Presented By
O’Reilly + Cloudera
Make Data Work
29 April–2 May 2019
London, UK
Please log in

Unleashing Apache Kafka and TensorFlow in hybrid architectures

Kai Wähner (Confluent)
12:0512:45 Thursday, 2 May 2019
Data Engineering and Architecture, Expo Hall
Location: Expo Hall 2 (Capital Hall N24)
Average rating: ****.
(4.75, 8 ratings)

Who is this presentation for?

  • Data scientists, software architects, consultants, developers, and project leads



Prerequisite knowledge

  • Experience with open source frameworks for machine learning, messaging, or integration (useful but not required)

What you'll learn

  • Learn how the public cloud allows extreme scale for building analytic models and how the Apache Kafka open source ecosystem enables building a cloud-independent infrastructure for preprocessing and ingestion of data and inference and monitoring of analytic models in real time
  • Understand why hybrid architectures and local model deployment are key for success in many scenarios and why you need a flexible machine learning architecture that supports different technologies and frameworks


How do you leverage the flexibility and extreme scale of the public cloud and the Apache Kafka ecosystem to build scalable, mission-critical machine learning infrastructures that span multiple public clouds—or bridge your on-premises data center to the cloud?

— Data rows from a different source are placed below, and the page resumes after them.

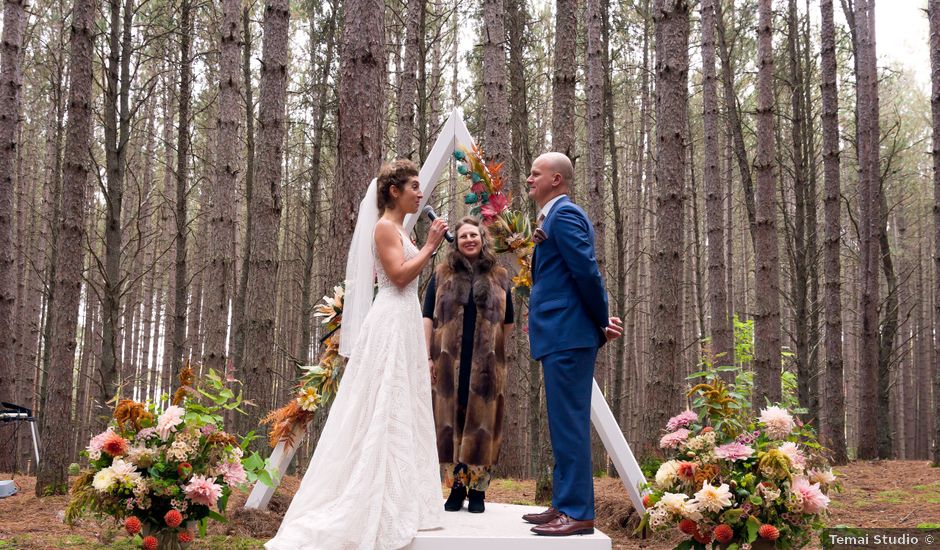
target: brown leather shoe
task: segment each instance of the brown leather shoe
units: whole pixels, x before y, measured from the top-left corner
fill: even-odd
[[[568,537],[571,535],[593,535],[594,520],[572,519],[565,514],[558,514],[558,517],[544,525],[536,525],[532,528],[536,535],[546,537]]]
[[[522,516],[522,519],[536,525],[544,525],[560,515],[561,512],[556,510],[554,506],[549,506],[548,509],[544,512],[539,512],[537,514],[526,514]]]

Join Kai Wähner to learn how to use technologies such as TensorFlow with Kafka’s open source ecosystem for machine learning infrastructures. You’ll learn how to build a scalable, mission-critical machine learning infrastructure for data ingestion and processing, model training, deployment, and monitoring.

The discussed architecture includes capabilities like scalable data preprocessing for training and predictions, a combination of different deep learning frameworks, data replication between data centers, intelligent real-time microservices running on Kubernetes, and local deployment of analytic models for offline predictions.

Photo of Kai Wähner

Kai Wähner


Kai Wähner is a technology evangelist at Confluent. Kai’s areas of expertise include big data analytics, machine learning, deep learning, messaging, integration, microservices, the internet of things, stream processing, and blockchain. He’s regular speaker at international conferences such as JavaOne, O’Reilly Software Architecture, and ApacheCon and has written a number of articles for professional journals. Kai also shares his experiences with new technologies on his blog.